More than 50 percent of all refugees today reside in urban areas.
They flock to cities like Nairobi, Cairo and Johannesburg seeking better opportunities and the chance to provide for themselves and their children—opportunities that are not available to them in the refugee camps.
And yet, the very opportunities they go to the cities to access are often elusive. Instead, they more often than not find themselves in the squalor of urban slums riddled with crime, where there are few services and fewer jobs.
Change in programming, however, has not kept pace with the change in policy.
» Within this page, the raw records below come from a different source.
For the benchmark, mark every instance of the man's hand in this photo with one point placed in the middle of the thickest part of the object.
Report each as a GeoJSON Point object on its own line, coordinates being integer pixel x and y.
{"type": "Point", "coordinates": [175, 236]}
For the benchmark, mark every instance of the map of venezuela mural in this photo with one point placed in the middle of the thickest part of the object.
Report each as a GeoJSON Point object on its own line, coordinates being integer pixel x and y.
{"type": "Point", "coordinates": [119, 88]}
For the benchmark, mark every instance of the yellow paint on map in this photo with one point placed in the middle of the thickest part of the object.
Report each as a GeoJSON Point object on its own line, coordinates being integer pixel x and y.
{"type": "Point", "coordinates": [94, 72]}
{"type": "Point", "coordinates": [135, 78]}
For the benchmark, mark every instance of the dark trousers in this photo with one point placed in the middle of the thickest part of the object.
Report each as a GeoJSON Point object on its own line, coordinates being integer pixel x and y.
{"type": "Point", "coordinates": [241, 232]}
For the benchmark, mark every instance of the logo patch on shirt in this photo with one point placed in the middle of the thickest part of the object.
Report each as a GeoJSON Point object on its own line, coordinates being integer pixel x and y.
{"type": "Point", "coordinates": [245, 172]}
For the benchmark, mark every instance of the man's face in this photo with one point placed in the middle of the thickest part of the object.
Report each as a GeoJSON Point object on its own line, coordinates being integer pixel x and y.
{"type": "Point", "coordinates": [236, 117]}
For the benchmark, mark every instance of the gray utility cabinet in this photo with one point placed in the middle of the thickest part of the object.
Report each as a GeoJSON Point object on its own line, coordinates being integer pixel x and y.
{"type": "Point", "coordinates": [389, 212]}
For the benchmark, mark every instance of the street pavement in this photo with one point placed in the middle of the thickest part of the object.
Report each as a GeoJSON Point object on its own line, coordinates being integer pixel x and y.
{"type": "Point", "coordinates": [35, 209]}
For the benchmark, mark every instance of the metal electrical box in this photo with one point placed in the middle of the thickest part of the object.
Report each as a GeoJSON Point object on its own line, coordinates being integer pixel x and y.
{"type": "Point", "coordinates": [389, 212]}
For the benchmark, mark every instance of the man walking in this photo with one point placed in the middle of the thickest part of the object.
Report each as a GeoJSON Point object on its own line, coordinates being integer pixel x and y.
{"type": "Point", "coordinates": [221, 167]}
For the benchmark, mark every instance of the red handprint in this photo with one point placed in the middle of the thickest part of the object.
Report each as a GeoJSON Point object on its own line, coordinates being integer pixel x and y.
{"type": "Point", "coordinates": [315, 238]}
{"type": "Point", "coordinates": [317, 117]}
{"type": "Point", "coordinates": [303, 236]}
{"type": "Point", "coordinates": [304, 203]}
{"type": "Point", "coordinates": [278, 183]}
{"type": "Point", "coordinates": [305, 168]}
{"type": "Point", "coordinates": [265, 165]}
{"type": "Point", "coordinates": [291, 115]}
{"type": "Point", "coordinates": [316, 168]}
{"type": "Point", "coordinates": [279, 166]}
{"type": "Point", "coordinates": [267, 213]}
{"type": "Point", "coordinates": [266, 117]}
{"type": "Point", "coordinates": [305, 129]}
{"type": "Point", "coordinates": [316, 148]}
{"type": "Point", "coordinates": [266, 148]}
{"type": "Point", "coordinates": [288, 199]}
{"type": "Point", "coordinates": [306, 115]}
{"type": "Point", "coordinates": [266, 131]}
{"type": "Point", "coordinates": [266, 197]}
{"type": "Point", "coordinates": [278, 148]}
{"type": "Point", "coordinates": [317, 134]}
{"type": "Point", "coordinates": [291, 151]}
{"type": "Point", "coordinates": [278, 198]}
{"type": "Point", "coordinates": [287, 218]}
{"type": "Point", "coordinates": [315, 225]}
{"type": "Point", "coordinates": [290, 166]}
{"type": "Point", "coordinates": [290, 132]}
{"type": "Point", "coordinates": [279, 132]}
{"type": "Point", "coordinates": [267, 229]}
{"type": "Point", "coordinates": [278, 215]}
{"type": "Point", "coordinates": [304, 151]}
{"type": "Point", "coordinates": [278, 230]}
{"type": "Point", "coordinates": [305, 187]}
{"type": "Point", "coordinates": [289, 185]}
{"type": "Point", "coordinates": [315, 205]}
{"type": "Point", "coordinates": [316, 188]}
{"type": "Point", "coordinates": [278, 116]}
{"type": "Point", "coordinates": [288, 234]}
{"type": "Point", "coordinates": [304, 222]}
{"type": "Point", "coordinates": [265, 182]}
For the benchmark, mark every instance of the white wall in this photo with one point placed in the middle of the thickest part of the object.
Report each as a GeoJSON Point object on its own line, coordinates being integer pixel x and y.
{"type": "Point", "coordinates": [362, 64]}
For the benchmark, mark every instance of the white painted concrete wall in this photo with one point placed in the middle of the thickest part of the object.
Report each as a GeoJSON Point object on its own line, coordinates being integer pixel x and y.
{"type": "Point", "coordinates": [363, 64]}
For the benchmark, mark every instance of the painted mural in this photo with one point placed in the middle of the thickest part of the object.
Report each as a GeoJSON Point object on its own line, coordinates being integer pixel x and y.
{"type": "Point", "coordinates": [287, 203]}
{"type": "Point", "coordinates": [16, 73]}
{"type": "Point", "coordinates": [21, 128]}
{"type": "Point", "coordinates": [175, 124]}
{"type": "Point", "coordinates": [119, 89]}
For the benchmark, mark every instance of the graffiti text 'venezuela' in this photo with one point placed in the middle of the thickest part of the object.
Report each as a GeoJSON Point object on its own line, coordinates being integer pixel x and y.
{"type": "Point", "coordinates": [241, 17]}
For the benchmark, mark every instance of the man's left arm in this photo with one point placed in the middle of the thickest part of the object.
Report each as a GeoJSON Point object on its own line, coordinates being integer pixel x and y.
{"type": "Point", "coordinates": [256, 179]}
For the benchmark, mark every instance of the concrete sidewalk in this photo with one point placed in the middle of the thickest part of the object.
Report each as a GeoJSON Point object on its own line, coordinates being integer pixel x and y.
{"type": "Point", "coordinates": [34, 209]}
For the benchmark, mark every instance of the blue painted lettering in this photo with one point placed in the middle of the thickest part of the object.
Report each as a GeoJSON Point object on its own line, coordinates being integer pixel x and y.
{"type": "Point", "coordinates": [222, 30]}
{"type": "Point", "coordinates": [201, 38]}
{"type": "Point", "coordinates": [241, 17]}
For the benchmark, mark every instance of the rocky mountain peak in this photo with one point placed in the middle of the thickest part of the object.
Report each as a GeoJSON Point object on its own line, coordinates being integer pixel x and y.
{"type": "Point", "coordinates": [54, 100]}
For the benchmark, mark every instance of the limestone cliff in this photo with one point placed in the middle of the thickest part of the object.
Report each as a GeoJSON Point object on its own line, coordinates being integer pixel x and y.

Governments still restrict refugees’ right to work, some still enforce an encampment policy, and service providers working with refugees in urban areas often implement programs more appropriate to camp-based models.
As a means of spurring change in practice and identifying additional research needs, the International Rescue Committee and the Women’s Refugee Commission organized a day-long workshop entitled “Urban Refugees Research Roundtable Discussion.” The roundtable brought together 20 key researchers and practitioners, including UNHCR, the Feinstein International Center at Tufts University, the Institute for the Study of International Migration at Georgetown University, and the African Center for Migration and Society at Witwatersrand University in Johannesburg.
An overarching theme that emerged was the need for new models and approaches for work with refugees in urban areas, including identifying and creating access for refugees into existing development and local programs that are already serving host community members. Advocacy efforts also require new strategies, such as going very local—targeting the ward leader, the police chief, the mayor and the high school principal rather than the Prime Minister and the Minister of Education. In addition, as old models that provide cash support and special programs for refugees are neither realistic nor sustainable for the ever-growing urban refugee populations, more emphasis needs to be placed on working with and through refugee self-help organizations, such as refugee churches and mosques, informal rotating savings and loan groups and mutual assistance associations.
Much remains to be learned about the new approaches required. What is clear, however, is that the existing camp-based models are neither appropriate nor desirable.